Friday, August 21, 2009

The Language of Dying, by Sarah Pinborough


The Language of Dying
Sarah Pinborough
PS Publishing: 2009


This is a long, slow, story of grief and death. The narrator, a thirty-nine year old woman, tells the story of The Language of Dying to you, her father. It’s a first person narrative, but the use of “you” gives the impression of second person. You are dying and you are taking a long time of it.

Standing there in the kitchen I still think that death is a clinical thing. You look so sick. You’ve given up. You haven’t drunk anything. I think this should surely be enough to make death take over. I am wrong of course. You have so much more dying to do yet. You have to become so much less before you go. The doctor is in fact, spot on. One week. Maybe a little less. The body fights, you know?

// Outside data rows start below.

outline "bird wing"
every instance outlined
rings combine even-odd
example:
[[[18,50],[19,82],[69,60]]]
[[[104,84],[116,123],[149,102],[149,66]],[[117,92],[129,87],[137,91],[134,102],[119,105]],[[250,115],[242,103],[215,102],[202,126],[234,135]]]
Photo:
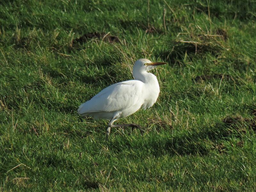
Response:
[[[112,85],[81,105],[78,113],[114,111],[133,106],[141,100],[143,85],[142,82],[135,80]]]

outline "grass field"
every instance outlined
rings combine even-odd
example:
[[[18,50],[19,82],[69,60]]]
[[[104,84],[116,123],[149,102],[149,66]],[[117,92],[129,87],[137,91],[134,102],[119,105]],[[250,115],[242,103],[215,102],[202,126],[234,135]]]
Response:
[[[4,0],[0,4],[0,191],[255,191],[256,3]],[[106,35],[107,35],[106,36]],[[132,79],[153,107],[112,128],[76,110]]]

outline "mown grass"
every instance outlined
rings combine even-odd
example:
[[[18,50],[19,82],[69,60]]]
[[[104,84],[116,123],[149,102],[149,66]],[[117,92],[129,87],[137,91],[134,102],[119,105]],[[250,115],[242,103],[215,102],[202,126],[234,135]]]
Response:
[[[0,5],[0,190],[255,190],[256,4],[149,2]],[[144,58],[158,99],[118,122],[150,130],[106,141],[76,110]]]

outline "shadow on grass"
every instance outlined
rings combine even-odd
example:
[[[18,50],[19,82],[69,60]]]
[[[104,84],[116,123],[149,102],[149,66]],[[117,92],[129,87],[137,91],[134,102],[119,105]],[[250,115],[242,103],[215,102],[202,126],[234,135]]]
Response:
[[[109,148],[119,152],[127,148],[143,148],[156,156],[167,154],[183,156],[199,154],[204,156],[213,151],[222,154],[228,150],[223,142],[236,138],[239,140],[234,144],[243,146],[241,141],[247,131],[256,130],[256,119],[241,118],[239,116],[227,116],[214,126],[202,128],[199,131],[186,132],[185,134],[163,139],[161,136],[150,136],[146,142],[131,142],[127,140],[114,140],[108,144]],[[153,133],[152,134],[153,134]]]

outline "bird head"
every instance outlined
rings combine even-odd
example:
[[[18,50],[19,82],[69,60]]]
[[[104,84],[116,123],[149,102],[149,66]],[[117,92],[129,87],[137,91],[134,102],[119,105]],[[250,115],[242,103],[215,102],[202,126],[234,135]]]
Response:
[[[152,62],[146,59],[140,59],[137,60],[134,64],[133,72],[148,71],[158,65],[166,64],[164,62]]]

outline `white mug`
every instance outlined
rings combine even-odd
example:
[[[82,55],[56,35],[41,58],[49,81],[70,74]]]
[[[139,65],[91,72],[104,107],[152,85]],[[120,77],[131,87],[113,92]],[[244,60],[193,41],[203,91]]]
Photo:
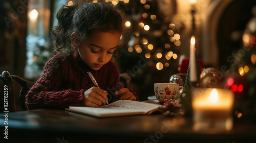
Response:
[[[154,88],[155,95],[160,102],[166,99],[174,99],[178,93],[184,90],[184,87],[178,83],[157,83],[154,84]]]

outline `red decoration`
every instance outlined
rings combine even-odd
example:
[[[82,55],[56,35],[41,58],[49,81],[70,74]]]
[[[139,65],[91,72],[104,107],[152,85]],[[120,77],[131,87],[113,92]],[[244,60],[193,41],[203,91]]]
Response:
[[[233,74],[226,78],[224,83],[224,88],[231,89],[237,99],[246,97],[249,83],[245,77],[242,77],[239,73]]]

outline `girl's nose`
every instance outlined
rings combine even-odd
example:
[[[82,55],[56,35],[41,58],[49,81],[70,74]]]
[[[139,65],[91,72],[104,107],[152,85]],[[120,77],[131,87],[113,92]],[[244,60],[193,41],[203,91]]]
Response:
[[[106,60],[106,53],[101,53],[99,57],[98,60],[100,62],[104,62]]]

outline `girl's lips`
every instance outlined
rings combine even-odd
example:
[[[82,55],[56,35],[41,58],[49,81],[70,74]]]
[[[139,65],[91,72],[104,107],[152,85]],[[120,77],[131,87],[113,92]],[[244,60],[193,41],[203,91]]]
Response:
[[[94,65],[97,67],[101,67],[103,65],[103,64],[95,64]]]

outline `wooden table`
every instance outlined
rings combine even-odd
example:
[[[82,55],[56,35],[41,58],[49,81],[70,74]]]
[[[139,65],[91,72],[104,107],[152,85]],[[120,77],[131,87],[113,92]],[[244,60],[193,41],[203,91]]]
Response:
[[[5,127],[1,113],[1,133]],[[234,118],[229,131],[195,131],[191,117],[156,113],[97,118],[65,110],[38,109],[8,113],[8,139],[1,142],[255,142],[256,124]],[[69,141],[69,142],[68,141]]]

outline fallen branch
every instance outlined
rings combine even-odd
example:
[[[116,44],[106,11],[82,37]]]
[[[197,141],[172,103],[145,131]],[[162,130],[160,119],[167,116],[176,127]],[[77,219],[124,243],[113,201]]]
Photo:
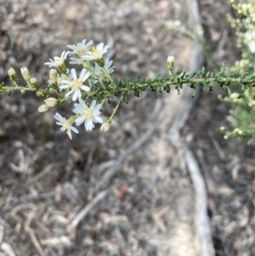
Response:
[[[161,107],[157,108],[157,111],[159,111],[160,110]],[[119,168],[122,165],[122,163],[128,156],[130,156],[135,151],[139,149],[151,137],[153,132],[156,128],[157,125],[160,123],[160,121],[161,118],[158,115],[156,121],[154,122],[153,125],[150,125],[150,128],[147,130],[147,132],[139,139],[136,140],[132,145],[130,145],[123,155],[119,156],[119,158],[116,161],[114,166],[105,173],[102,179],[96,185],[94,193],[104,191],[109,186],[112,178],[119,170]]]
[[[72,219],[71,229],[75,229],[78,224],[102,201],[107,195],[107,191],[104,191],[97,195],[88,205],[85,206]]]

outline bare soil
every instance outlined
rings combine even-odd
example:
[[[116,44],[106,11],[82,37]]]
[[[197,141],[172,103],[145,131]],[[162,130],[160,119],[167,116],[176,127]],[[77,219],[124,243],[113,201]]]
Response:
[[[232,10],[219,0],[199,3],[213,58],[233,65],[240,51],[225,17]],[[27,66],[45,84],[43,63],[84,38],[110,45],[115,79],[167,76],[169,54],[176,68],[186,70],[192,42],[163,21],[188,22],[188,9],[184,0],[0,0],[0,82],[9,82],[9,67]],[[207,184],[216,255],[255,255],[254,145],[223,139],[219,128],[231,124],[230,106],[217,100],[221,93],[197,96],[181,139]],[[70,140],[55,124],[56,110],[37,111],[42,100],[0,95],[0,255],[201,255],[194,234],[194,187],[166,139],[177,97],[174,90],[159,100],[145,92],[122,104],[109,132],[81,128]],[[113,107],[105,106],[104,116]],[[68,117],[71,109],[57,111]],[[100,194],[96,188],[104,174],[160,115],[163,122]],[[103,199],[72,227],[99,194]]]

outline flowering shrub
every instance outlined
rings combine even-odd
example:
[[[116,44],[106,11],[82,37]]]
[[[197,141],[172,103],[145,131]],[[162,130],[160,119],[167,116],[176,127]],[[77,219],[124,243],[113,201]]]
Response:
[[[243,77],[247,76],[247,72],[254,71],[255,58],[255,1],[248,0],[247,3],[236,4],[231,0],[232,7],[237,11],[238,19],[228,15],[231,26],[235,29],[237,36],[238,44],[242,52],[242,60],[236,61],[232,71],[240,71]],[[228,97],[219,96],[219,100],[233,105],[230,111],[233,123],[235,128],[228,130],[222,127],[221,131],[224,134],[224,138],[230,136],[240,138],[250,138],[255,135],[255,89],[249,89],[243,95],[242,99],[237,99],[236,94],[232,94]]]
[[[71,51],[64,51],[60,57],[55,56],[53,60],[50,59],[49,62],[44,63],[52,68],[49,71],[49,80],[44,88],[39,87],[37,80],[31,77],[26,67],[21,68],[21,74],[26,84],[20,86],[16,72],[11,68],[8,75],[13,86],[4,86],[2,83],[0,93],[8,93],[10,95],[14,90],[20,90],[22,94],[26,91],[34,91],[38,97],[45,99],[44,104],[38,109],[40,112],[73,101],[72,116],[66,119],[58,112],[54,115],[57,125],[61,126],[60,129],[65,131],[70,139],[72,139],[71,132],[76,134],[79,132],[74,125],[79,126],[84,123],[85,129],[91,131],[95,127],[94,123],[101,123],[101,130],[107,131],[122,100],[128,103],[132,94],[140,97],[146,89],[150,89],[157,98],[158,94],[163,90],[170,93],[171,87],[173,87],[179,94],[183,86],[186,84],[193,90],[192,97],[195,97],[197,86],[201,86],[204,91],[207,88],[212,91],[215,83],[219,83],[230,95],[230,86],[235,83],[240,85],[237,99],[241,99],[244,97],[248,88],[255,86],[254,71],[250,75],[244,73],[239,77],[237,77],[238,71],[226,76],[224,64],[216,73],[205,72],[204,68],[190,74],[186,74],[181,70],[173,72],[173,56],[168,56],[167,60],[168,77],[161,77],[158,74],[156,77],[148,80],[140,81],[139,76],[133,82],[128,78],[115,82],[110,76],[115,68],[112,66],[112,60],[104,59],[104,54],[108,51],[109,47],[103,43],[94,46],[92,40],[87,43],[86,39],[76,45],[67,45]],[[65,62],[69,57],[71,65],[82,65],[79,74],[75,68],[70,70],[66,67]],[[194,78],[196,76],[196,77]],[[101,109],[106,100],[110,102],[113,97],[117,98],[118,101],[110,117],[104,121],[100,117]]]

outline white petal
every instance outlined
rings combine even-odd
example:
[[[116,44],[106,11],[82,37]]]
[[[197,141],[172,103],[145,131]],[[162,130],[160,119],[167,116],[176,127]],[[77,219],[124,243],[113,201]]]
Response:
[[[87,85],[81,85],[81,88],[85,92],[89,92],[90,91],[90,88]]]
[[[71,129],[74,133],[79,134],[79,131],[78,131],[75,127],[71,126]]]
[[[78,90],[75,90],[73,94],[72,94],[72,97],[71,97],[71,100],[72,101],[76,101],[78,98],[78,93],[79,91]]]
[[[99,111],[100,108],[101,108],[101,104],[98,104],[98,105],[94,108],[94,111]]]
[[[93,110],[94,106],[96,105],[97,102],[95,100],[92,100],[90,104],[90,109]]]
[[[70,94],[71,94],[74,92],[74,90],[69,91],[67,94],[65,94],[65,97],[68,97]]]
[[[76,71],[74,68],[71,70],[71,74],[73,80],[77,79]]]
[[[71,139],[71,139],[71,130],[68,130],[66,134],[68,134],[69,138],[70,138]]]
[[[94,121],[94,119],[97,121],[97,122],[99,122],[99,123],[102,123],[102,122],[104,122],[104,120],[103,120],[100,117],[93,117],[93,121]]]
[[[80,76],[79,76],[79,80],[82,79],[84,77],[85,73],[86,73],[86,69],[82,68],[82,71],[80,73]]]

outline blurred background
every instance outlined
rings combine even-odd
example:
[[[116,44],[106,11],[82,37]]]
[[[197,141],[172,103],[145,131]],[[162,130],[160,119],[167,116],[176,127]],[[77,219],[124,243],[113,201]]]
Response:
[[[0,0],[0,82],[10,84],[10,67],[20,77],[27,66],[43,88],[49,71],[43,63],[85,38],[110,46],[106,58],[114,61],[116,80],[167,77],[168,55],[177,70],[188,70],[194,42],[169,24],[192,26],[189,3]],[[212,56],[233,65],[241,53],[225,17],[233,11],[228,1],[198,4]],[[202,65],[212,69],[207,59]],[[218,100],[219,93],[197,95],[181,140],[195,153],[207,185],[215,255],[253,255],[254,146],[223,139],[229,106]],[[54,115],[68,117],[71,104],[39,113],[43,100],[31,93],[1,94],[0,255],[202,255],[190,176],[166,139],[183,100],[173,89],[159,98],[150,91],[131,97],[109,132],[80,128],[70,140]],[[113,107],[105,105],[103,115]],[[164,119],[147,142],[122,160],[101,192],[105,174],[159,115]],[[87,212],[79,219],[82,209]]]

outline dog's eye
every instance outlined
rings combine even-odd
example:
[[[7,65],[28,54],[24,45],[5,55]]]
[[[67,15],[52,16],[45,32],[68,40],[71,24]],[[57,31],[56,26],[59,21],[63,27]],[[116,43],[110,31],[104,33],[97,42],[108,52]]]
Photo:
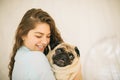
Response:
[[[74,59],[74,55],[73,55],[72,53],[69,53],[68,55],[69,55],[69,58],[70,58],[71,60]]]

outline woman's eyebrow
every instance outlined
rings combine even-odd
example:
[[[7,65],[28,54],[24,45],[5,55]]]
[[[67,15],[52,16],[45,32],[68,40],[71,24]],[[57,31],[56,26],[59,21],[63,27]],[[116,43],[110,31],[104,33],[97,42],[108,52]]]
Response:
[[[42,32],[35,32],[36,34],[45,34],[45,33],[42,33]],[[48,33],[47,35],[50,35],[51,33]]]

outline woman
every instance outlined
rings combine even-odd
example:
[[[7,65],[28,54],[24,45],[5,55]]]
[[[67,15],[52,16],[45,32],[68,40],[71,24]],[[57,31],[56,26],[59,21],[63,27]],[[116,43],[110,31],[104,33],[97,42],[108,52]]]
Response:
[[[63,39],[47,12],[28,10],[16,31],[9,63],[10,80],[55,80],[45,55],[48,46],[53,49],[61,42]]]

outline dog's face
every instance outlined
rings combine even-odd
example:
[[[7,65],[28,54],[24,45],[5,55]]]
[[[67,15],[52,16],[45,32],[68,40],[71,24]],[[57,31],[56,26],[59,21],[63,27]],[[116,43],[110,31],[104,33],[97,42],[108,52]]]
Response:
[[[50,63],[59,67],[71,65],[80,57],[78,48],[67,43],[59,44],[49,54]]]

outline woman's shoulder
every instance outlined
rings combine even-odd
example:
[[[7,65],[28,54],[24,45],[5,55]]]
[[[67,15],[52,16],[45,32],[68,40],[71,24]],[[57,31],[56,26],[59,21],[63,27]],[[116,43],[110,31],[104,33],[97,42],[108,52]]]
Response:
[[[40,51],[30,51],[29,49],[27,49],[26,47],[21,47],[15,56],[15,61],[20,61],[20,62],[35,62],[37,64],[37,62],[48,62],[46,56],[44,55],[43,52]]]

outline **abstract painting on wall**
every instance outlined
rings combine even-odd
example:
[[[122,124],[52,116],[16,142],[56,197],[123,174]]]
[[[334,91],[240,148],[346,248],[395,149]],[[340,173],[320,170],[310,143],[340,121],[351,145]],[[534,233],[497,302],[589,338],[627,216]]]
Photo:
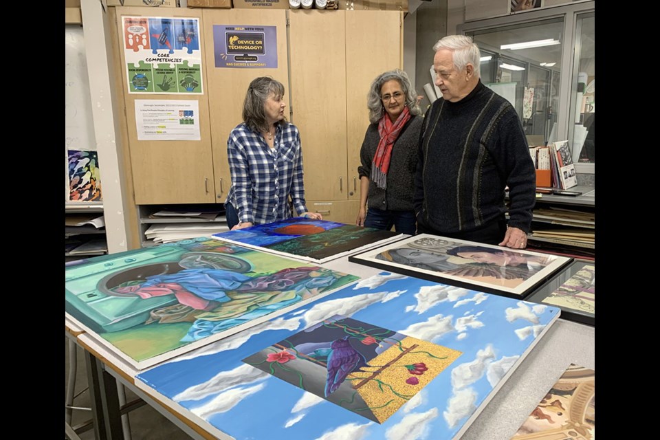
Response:
[[[421,234],[349,261],[511,298],[525,298],[572,258]]]
[[[595,376],[571,364],[512,440],[593,440],[595,438]]]
[[[382,272],[135,382],[220,439],[458,439],[560,311]]]
[[[69,150],[69,199],[97,201],[101,197],[98,155],[96,151]]]
[[[459,355],[336,315],[243,362],[380,424]]]
[[[357,279],[201,237],[67,267],[66,314],[142,369]]]
[[[564,319],[594,325],[596,267],[593,263],[575,262],[551,281],[547,288],[544,287],[528,299],[561,307]]]
[[[212,236],[228,243],[320,263],[406,236],[373,228],[293,217],[214,234]]]

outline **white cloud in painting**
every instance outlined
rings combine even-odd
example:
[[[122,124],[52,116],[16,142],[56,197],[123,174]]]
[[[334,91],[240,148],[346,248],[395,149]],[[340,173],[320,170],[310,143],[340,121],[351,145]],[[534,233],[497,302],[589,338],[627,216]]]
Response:
[[[469,316],[461,316],[456,320],[454,327],[456,331],[459,332],[465,331],[468,329],[478,329],[484,326],[484,323],[478,318],[483,312],[479,312],[476,315],[470,315]]]
[[[408,291],[407,290],[395,290],[394,292],[390,292],[387,295],[385,295],[385,298],[383,298],[383,302],[387,302],[388,301],[390,301],[395,298],[399,298],[403,294],[405,294],[406,292]]]
[[[305,413],[298,414],[295,417],[293,417],[292,419],[289,419],[289,420],[287,420],[287,423],[284,424],[284,427],[291,428],[292,426],[293,426],[294,425],[299,422],[300,420],[302,420],[302,417],[305,417]]]
[[[428,397],[428,391],[426,389],[422,388],[419,393],[417,393],[416,395],[410,397],[410,399],[408,400],[403,406],[401,407],[401,409],[403,410],[404,414],[408,414],[417,406],[421,406],[426,403]]]
[[[234,386],[248,385],[263,380],[270,376],[270,374],[243,364],[229,371],[221,371],[205,382],[194,385],[184,390],[173,397],[175,402],[184,400],[199,400],[212,394],[222,393]]]
[[[333,315],[350,317],[354,313],[368,307],[372,304],[380,302],[390,293],[382,292],[364,294],[349,298],[339,298],[316,304],[303,316],[306,322],[305,327],[307,328],[311,324],[320,322],[328,316]]]
[[[316,394],[305,391],[302,397],[294,405],[294,408],[291,410],[291,412],[292,413],[298,412],[324,402],[325,402],[325,399],[322,397],[319,397]]]
[[[442,415],[450,428],[455,428],[461,419],[468,417],[476,406],[476,392],[471,388],[455,391],[447,402],[447,410]]]
[[[491,345],[476,352],[476,358],[470,362],[461,364],[452,370],[452,386],[460,390],[474,384],[483,377],[486,364],[495,359],[495,351]]]
[[[538,324],[538,316],[537,316],[531,308],[523,301],[518,301],[518,305],[515,309],[514,307],[507,307],[505,310],[507,320],[513,322],[517,319],[524,319],[529,321],[532,324]]]
[[[494,388],[518,358],[520,356],[502,356],[500,359],[489,364],[486,371],[486,379],[488,380],[490,386]]]
[[[436,315],[422,322],[412,324],[405,330],[400,331],[399,333],[432,342],[454,331],[454,326],[452,324],[452,315],[449,316]]]
[[[385,432],[387,440],[424,440],[430,433],[429,425],[438,417],[438,408],[426,412],[411,412]]]
[[[316,440],[362,440],[368,434],[368,428],[369,425],[373,422],[369,422],[364,425],[358,425],[358,424],[346,424],[338,426],[331,431],[328,431],[323,434]]]
[[[370,276],[368,278],[360,280],[355,284],[355,287],[353,287],[353,289],[357,290],[362,287],[375,289],[376,287],[380,287],[383,285],[390,280],[402,280],[404,278],[406,278],[405,275],[401,275],[399,274],[389,274],[388,275],[381,275],[378,274],[377,275]]]
[[[481,304],[482,302],[485,301],[487,299],[488,299],[487,295],[486,295],[485,294],[483,294],[481,292],[477,292],[477,294],[474,295],[474,296],[472,296],[472,298],[466,298],[464,300],[461,300],[460,301],[457,301],[456,303],[454,305],[454,307],[458,307],[459,306],[461,306],[464,304],[468,304],[469,302],[474,302],[476,305],[478,305],[479,304]]]
[[[544,328],[545,324],[528,325],[526,327],[518,329],[515,332],[516,334],[518,335],[518,338],[522,341],[527,339],[530,335],[534,335],[534,338],[536,338],[541,333],[541,331]]]
[[[258,335],[263,331],[267,331],[269,330],[297,330],[300,325],[300,318],[292,318],[291,319],[278,318],[273,321],[265,321],[253,327],[246,329],[235,335],[206,345],[189,354],[179,356],[172,362],[194,359],[199,356],[220,353],[225,350],[233,350],[243,345],[253,336]]]
[[[534,313],[537,315],[542,314],[547,308],[548,306],[543,305],[542,304],[535,304],[534,305],[531,306],[531,309],[534,310]]]
[[[245,400],[246,397],[263,390],[265,386],[265,384],[259,384],[258,385],[248,386],[247,388],[234,388],[228,391],[221,393],[204,405],[196,408],[191,408],[190,411],[202,419],[208,419],[214,414],[226,412],[231,410],[239,402]]]
[[[456,301],[470,292],[469,290],[443,284],[424,286],[415,294],[417,305],[406,307],[406,311],[416,311],[420,315],[433,306],[444,301]]]

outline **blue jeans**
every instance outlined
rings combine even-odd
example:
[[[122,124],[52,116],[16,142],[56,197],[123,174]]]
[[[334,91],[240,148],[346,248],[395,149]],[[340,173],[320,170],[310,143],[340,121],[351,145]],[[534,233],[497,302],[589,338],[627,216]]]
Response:
[[[364,226],[387,231],[393,226],[397,232],[410,235],[415,235],[417,229],[415,211],[385,211],[374,208],[366,211]]]
[[[239,213],[230,203],[225,204],[225,217],[227,217],[227,226],[230,230],[239,224]]]

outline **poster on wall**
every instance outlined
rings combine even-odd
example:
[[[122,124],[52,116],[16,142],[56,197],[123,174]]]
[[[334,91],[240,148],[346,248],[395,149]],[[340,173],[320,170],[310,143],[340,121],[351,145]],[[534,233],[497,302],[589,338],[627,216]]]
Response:
[[[199,19],[122,19],[129,94],[203,94]]]
[[[67,26],[65,39],[65,200],[99,201],[100,173],[82,28]]]
[[[213,25],[216,67],[277,68],[277,27]]]
[[[197,100],[135,100],[138,140],[201,140]]]

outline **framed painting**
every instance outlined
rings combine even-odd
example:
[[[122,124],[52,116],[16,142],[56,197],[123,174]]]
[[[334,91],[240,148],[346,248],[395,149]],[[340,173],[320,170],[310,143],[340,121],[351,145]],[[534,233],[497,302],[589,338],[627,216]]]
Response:
[[[65,273],[66,316],[138,370],[359,279],[208,237],[77,261]]]
[[[374,228],[293,217],[212,236],[252,249],[322,263],[407,236]]]
[[[521,298],[573,258],[421,234],[351,256],[349,261]]]
[[[596,267],[593,263],[575,261],[527,298],[562,309],[562,318],[594,325],[596,315]]]
[[[455,439],[560,311],[381,272],[135,383],[219,439]]]
[[[595,439],[595,372],[571,364],[512,440]]]

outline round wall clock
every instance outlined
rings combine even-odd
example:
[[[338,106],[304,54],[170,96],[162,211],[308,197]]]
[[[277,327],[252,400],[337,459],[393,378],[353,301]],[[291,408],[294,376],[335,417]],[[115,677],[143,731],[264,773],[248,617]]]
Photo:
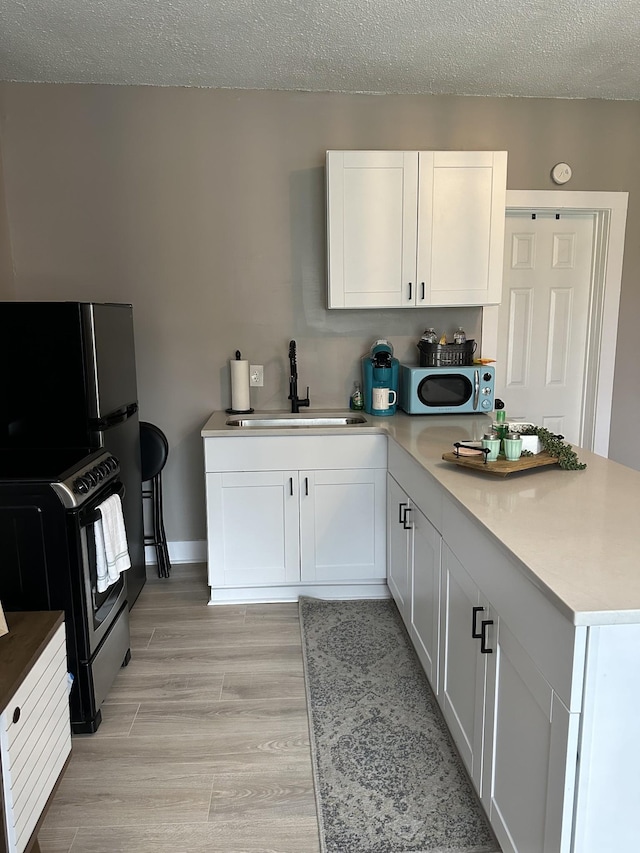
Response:
[[[568,163],[556,163],[551,170],[551,177],[556,184],[566,184],[571,180],[571,166]]]

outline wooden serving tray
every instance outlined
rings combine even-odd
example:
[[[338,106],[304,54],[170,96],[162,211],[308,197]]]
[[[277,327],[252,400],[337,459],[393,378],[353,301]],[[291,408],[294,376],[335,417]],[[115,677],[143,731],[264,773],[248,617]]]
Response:
[[[445,462],[453,462],[461,468],[472,468],[482,474],[494,474],[497,477],[508,477],[509,474],[516,474],[518,471],[528,471],[558,463],[557,457],[549,456],[545,450],[536,453],[535,456],[521,456],[513,462],[503,456],[495,462],[485,462],[482,456],[457,456],[455,453],[443,453],[442,458]]]

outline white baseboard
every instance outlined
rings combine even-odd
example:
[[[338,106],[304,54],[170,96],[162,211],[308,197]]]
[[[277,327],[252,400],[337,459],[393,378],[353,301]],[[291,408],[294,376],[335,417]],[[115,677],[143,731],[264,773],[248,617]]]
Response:
[[[204,563],[207,559],[207,540],[194,539],[187,542],[167,542],[169,559],[172,563]],[[154,545],[145,545],[144,561],[147,566],[158,562]]]

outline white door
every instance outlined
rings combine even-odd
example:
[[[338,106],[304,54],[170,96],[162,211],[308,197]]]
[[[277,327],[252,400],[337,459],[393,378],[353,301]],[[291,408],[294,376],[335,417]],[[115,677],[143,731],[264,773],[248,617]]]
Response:
[[[407,627],[411,620],[409,566],[413,535],[411,501],[393,477],[387,475],[387,586]]]
[[[438,639],[440,634],[440,543],[442,538],[431,522],[413,507],[413,572],[411,583],[411,628],[420,663],[433,692],[438,692]]]
[[[489,608],[451,549],[442,545],[439,700],[449,731],[476,790],[482,793],[482,745],[487,655],[480,652]]]
[[[416,301],[417,151],[327,152],[329,308]]]
[[[303,581],[384,580],[386,471],[301,471]]]
[[[207,474],[212,589],[300,580],[298,472]]]
[[[580,715],[567,711],[503,621],[494,636],[483,805],[503,853],[568,853]]]
[[[496,396],[527,420],[580,444],[594,214],[507,213]]]

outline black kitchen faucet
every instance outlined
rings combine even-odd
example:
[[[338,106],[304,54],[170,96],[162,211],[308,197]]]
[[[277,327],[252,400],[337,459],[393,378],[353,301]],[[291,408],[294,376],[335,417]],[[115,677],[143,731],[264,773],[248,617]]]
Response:
[[[307,396],[304,400],[298,397],[298,363],[296,361],[296,342],[289,341],[289,400],[291,400],[291,411],[295,414],[300,411],[300,406],[309,405],[309,386],[307,385]]]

Through each chapter the experience of a woman waiting for her father to die while simultaneously caring for him becomes more and more stark. Her siblings show up and in flashbacks the reader is given glimpses of the home life of their childhood, how they were together and what home was like back then. This is in striking contrast to the narrator's understanding that the death of her father will likely cause the siblings to slowly drift away from each other with no anchor left. This resonates.

When I hear other people say they have unusual families, I smile. Our family has so much colour that the brightness is damaging.

As Graham Joyce points out in his introduction, Sarah Pinborough is best known as a horror writer, but here the horror is not the supernatural. The horror is what we will all have to face eventually and in a variety of ways. The horror is the personal horror of waiting while a loved one dies slowly.

The Language of Dying is a beautiful, painful, stunning story. It doesn’t do anything so cliché as pluck at heartstrings. It is a realistic portrayal of a woman and a family dealing with her father dying slowly in her house. It’s not easy, but damn is this an outstanding story.


Reading copy provided courtesy of PS Publishing.